Il était tout naturel que l’artiste ayant à décorer une église recourût
au symbolisme et aux allégories touchantes que renferme le
christianisme.
C’est ce thème que M. L. Barillet, élève de Gérome, a traité avec
talent, dans la décoration de l’église Sainte-Cécile de Beuvillers,
près Lisieux, et il y a été intelligemment et heureusement secondé dans
la partie purement décorative par M. P. Machart .
- La voûte principale a reçu les attributs eucharistiques, et celle du
chœur est presque entièrement couverte par un immense
Christ en
croix. Autour de lui, les symboles du dogme catholique, l’arc-en-ciel,
l’auréole de branches d’olivier, les douze colombes, le sang divin qui
ruisselle…. Deux suites de personnages occupent le bas de la voûte à
droite et à gauche sur une longueur de 9 mètres.
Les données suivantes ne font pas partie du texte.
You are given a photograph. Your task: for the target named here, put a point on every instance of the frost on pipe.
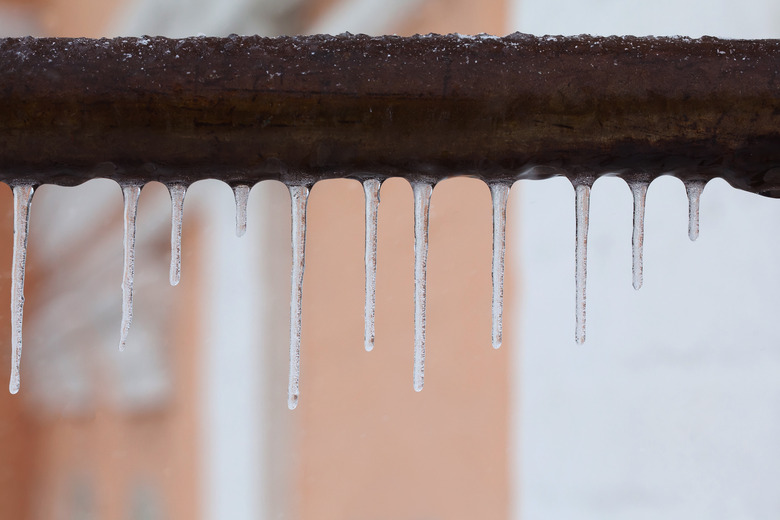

Le côté droit est celui de la jeunesse : au milieu un prêtre célèbre la
messe, autour de lui se pressent des communiants, des jeunes filles,
une mère tenant son enfant sur les bras, une petite fille offre des
fleurs, symbole du printemps de la vie, plus loin des communiants, des
jeunes gens, un novice, un soldat.
Au-dessus de leur tête cette inscription :
Sicut novellæ olivarum Ecclesæ filii sint in circuitu mensæ Domini.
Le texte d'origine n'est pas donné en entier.